Search code examples
regexregex-lookarounds

Match digits (which may contain spaces) except when preceded by a specific word


I have this regular expression to look for numbers in a text that do not belong to a price (in euro):

(?<!EUR )(\d\s*)+

I want it to not match:

EUR 10 000

And I want it to match the numbers in the following cases:

{3}  
10 000  
347835

The problem I now face is that it matches the numbers I want it to fine, but it does also matches the 0 000 part of the text that I don't want it to match.

Edit:
I want to match all numbers (including spaces in between numbers) unless they are preceded by "EUR ". To make it more clear what I want to match I will provide all the cases from above and make the things I want to match bold:

EUR 10 000
{3}
10 000
347835

What my regular expression currently matches is:
EUR 10 000
{3}
10 000
347835


Solution

  • As you are already using a capture group, you can match what you don't want and capture what you want to keep.

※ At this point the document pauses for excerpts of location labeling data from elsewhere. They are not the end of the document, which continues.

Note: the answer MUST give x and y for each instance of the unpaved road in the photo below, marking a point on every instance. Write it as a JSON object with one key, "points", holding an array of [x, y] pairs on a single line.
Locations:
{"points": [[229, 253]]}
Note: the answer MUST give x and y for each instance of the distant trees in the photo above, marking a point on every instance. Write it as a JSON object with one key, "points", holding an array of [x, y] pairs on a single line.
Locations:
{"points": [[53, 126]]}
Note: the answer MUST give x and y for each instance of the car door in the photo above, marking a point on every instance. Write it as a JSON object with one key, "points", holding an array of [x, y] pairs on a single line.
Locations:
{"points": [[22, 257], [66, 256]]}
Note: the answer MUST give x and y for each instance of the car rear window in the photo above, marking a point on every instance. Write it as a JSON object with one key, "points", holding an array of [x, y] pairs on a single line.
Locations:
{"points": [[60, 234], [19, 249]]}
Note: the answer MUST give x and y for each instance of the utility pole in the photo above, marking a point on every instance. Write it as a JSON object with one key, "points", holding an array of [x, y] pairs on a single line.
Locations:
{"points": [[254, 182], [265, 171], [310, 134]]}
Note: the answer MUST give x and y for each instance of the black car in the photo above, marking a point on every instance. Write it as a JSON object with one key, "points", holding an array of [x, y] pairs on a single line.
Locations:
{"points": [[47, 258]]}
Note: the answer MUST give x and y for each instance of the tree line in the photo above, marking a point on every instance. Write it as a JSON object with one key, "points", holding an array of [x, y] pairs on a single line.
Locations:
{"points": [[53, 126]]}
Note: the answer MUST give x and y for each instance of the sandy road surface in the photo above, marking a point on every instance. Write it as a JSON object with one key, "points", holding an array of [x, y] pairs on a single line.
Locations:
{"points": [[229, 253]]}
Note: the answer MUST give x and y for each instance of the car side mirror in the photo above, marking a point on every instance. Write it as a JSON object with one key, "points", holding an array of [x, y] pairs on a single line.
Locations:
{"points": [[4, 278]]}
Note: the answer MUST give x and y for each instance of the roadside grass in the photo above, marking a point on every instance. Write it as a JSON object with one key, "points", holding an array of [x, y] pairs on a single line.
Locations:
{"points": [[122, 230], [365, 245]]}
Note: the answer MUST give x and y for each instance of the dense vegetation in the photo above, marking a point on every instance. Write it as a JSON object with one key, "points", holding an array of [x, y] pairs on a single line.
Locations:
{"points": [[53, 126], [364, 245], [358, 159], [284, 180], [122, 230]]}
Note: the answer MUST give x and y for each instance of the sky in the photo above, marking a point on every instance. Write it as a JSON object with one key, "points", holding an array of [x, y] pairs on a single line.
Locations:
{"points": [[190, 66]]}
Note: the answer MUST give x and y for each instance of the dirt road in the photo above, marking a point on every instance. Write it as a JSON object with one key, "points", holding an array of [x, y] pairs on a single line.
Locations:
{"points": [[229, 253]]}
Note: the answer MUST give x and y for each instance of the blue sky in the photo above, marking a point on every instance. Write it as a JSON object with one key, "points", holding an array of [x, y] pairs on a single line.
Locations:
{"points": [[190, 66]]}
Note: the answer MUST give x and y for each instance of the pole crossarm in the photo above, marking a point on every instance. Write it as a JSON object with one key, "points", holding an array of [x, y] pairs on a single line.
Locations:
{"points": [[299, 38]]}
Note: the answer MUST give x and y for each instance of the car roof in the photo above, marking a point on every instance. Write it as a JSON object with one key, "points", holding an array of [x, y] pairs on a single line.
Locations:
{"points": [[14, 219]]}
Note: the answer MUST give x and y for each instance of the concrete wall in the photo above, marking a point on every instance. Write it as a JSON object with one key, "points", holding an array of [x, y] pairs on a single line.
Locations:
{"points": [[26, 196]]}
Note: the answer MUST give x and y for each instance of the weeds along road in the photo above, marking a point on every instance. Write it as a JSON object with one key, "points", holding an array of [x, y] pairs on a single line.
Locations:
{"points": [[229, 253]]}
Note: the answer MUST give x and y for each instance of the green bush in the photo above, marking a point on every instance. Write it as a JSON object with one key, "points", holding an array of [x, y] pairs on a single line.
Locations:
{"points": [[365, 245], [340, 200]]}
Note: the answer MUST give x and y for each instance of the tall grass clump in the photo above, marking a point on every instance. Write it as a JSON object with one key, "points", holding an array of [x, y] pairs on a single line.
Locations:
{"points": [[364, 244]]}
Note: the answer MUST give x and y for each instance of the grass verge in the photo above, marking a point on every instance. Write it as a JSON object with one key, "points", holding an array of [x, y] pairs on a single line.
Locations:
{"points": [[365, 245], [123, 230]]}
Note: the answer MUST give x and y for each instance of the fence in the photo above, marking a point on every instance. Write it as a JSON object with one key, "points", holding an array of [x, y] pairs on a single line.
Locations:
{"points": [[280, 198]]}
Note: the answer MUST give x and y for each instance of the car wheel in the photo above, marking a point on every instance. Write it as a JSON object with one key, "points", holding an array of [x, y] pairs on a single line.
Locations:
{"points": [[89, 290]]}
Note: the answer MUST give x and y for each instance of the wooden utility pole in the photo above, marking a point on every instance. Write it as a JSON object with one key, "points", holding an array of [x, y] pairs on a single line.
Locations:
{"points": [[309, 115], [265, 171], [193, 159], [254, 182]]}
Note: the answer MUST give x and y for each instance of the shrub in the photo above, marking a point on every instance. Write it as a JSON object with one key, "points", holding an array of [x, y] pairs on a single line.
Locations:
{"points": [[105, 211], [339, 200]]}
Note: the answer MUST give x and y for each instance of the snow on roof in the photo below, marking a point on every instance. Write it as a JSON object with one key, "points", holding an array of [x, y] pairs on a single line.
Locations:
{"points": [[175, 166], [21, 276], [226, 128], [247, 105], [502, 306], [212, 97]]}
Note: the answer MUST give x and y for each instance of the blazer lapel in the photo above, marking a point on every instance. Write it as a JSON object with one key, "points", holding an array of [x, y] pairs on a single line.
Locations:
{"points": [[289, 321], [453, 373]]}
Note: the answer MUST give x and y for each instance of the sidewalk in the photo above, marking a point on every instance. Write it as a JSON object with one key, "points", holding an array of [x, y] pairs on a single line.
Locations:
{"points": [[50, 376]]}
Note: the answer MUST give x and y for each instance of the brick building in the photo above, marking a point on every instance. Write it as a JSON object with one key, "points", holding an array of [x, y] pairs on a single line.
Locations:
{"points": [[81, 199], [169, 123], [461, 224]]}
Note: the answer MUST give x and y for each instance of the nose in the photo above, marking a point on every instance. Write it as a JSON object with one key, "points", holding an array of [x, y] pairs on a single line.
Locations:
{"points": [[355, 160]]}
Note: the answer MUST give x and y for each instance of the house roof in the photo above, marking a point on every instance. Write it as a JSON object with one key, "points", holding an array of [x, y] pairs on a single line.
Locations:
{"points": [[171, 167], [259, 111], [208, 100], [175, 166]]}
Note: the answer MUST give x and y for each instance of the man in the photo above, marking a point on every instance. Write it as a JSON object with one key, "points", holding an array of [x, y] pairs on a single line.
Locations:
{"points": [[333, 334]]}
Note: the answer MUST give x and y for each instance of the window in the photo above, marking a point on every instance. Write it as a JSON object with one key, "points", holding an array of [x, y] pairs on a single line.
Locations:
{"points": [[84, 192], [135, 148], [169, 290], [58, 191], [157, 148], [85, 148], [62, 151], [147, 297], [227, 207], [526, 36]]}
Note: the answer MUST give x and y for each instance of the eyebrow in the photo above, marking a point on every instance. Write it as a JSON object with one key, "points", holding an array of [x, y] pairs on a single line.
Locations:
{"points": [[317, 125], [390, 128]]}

    \bEUR *\d+(?:[ \d]*\d)?\b|\b(\d+(?: +\d+)*)\b
    

    Explanation

    • \bEUR * Match EUR and optional spaces
    • \d+(?:[ \d]*\d)?\b Match 1+ digits and optional spaces and digits ending on a digit followed by a word boundary
    • | Or
    • \b A word boundary to prevent a partial word match
    • ( Capture group 1 (The value that you are interested in)
      • \d+(?: +\d+)* Match 1+ digits and optionally repeat 1+ spaces and 1+ digits
    • ) Close group 1
    • \b A word boundary

    Regex demo

    Note that you can also use \s instead of a space, but that can also match newlines.